Meğer herkes her şeyi biliyormuş
31 Mart seçimleri, girdiği 17 seçimde ipi göğüsleyen Ak Parti’yi “ikinci parti” haline getirdi ya, Cumhurbaşkanı Erdoğan da seçim gecesi “olan”ı yani “Yenilgi”yi kabul edip, “Kendimize...
31 Mart seçimleri, girdiği 17 seçimde ipi göğüsleyen Ak Parti’yi “ikinci parti” haline getirdi ya, Cumhurbaşkanı Erdoğan da seçim gecesi “olan”ı yani “Yenilgi”yi kabul edip, “Kendimize bakacağız”, hatta “Kimse lâ – yüs’el – sorgulanmaz değil” diyerek bir anlamda kendini de özeleştiri kapsamına yerleştirdi ya, ondan beridir Ak Parti mücavir alanında yazanlar – konuşanlar, sayıp dökmeye başladılar;
-Nerede yanlışlar yapıldığını…
Onları okuyunca “Meğer, dedim kendi kendime, herkes her şeyi biliyormuş...”

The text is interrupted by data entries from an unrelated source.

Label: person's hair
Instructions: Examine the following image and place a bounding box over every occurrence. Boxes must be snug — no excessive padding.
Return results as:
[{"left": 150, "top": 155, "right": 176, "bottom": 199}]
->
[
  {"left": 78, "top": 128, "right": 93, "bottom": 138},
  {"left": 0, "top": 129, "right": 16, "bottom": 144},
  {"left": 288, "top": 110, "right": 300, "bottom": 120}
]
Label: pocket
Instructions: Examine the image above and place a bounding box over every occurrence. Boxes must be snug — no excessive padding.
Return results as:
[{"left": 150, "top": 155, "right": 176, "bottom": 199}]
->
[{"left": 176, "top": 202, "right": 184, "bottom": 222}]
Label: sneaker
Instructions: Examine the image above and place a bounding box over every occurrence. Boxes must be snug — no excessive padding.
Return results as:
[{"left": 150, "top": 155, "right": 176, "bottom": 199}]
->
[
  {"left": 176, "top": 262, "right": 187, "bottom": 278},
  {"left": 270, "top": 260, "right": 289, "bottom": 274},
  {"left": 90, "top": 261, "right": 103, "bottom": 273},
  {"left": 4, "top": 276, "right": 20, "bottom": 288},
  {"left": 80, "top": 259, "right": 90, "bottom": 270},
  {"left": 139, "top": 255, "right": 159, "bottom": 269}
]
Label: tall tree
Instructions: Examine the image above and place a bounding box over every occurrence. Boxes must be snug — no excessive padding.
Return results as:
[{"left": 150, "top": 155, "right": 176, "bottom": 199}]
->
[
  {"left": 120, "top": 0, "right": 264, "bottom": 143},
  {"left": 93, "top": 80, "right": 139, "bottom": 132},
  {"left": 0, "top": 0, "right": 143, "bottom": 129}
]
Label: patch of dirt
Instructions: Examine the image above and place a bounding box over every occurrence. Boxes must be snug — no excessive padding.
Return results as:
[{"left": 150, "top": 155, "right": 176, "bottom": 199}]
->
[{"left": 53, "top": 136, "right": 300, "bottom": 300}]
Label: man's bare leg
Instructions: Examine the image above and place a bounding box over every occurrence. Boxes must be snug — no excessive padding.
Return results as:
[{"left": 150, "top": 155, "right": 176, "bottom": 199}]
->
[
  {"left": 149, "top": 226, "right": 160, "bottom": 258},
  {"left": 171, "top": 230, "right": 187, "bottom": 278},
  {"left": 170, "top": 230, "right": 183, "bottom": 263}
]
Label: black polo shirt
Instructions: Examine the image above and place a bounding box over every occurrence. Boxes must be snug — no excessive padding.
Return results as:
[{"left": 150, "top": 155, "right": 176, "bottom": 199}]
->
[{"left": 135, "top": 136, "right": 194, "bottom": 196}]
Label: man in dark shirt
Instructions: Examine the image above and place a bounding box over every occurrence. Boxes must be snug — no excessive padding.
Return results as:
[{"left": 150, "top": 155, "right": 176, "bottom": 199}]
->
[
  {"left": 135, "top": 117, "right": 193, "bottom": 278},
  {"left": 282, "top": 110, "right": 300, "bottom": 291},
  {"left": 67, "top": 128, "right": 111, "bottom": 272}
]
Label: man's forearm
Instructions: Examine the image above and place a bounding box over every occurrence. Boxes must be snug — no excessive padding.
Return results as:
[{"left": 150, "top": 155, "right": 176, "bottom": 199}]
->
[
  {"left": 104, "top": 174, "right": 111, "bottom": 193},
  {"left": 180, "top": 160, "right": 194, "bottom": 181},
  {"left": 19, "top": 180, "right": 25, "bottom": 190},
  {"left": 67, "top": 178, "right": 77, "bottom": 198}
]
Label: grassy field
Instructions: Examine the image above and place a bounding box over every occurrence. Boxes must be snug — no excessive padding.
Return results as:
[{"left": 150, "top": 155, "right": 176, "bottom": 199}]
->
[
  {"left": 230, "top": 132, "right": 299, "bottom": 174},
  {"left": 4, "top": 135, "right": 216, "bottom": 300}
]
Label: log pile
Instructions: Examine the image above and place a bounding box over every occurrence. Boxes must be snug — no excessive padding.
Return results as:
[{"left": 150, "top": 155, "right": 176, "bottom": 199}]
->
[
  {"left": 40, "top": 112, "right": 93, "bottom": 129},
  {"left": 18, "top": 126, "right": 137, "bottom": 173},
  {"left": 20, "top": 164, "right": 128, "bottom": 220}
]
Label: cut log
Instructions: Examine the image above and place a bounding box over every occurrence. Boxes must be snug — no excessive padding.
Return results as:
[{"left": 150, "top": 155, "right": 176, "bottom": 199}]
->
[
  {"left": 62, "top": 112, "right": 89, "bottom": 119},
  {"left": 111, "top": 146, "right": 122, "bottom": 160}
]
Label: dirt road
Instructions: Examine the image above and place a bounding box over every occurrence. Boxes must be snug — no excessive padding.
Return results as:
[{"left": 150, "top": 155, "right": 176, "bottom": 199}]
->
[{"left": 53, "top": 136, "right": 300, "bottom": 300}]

O zaman bizim uyarılarımıza, ya da “Yaaa, şurada da şunlar oluyor, bu Ak Parti’ye yakışmıyor, Ak Parti’nin bir fabrika ayarları vardı” diyenlere neden öfkelendiler de, üzerlerine “Muhalif” yaftası yapıştırıp gazete köşelerinden uzaklaştırdılar, nefes aldırmamak için ne mümkünse yaptılar.
Oysa testi kırılmadan önce uyarırdı Nasreddin Hoca değil mi? “Yazarlık ahlakı” da bunu gerektirirdi değil mi? Ya da ne bileyim din diliyle ifade edersek “Marufu emr, münkeri nehy” ahlâkı?
Herkes her...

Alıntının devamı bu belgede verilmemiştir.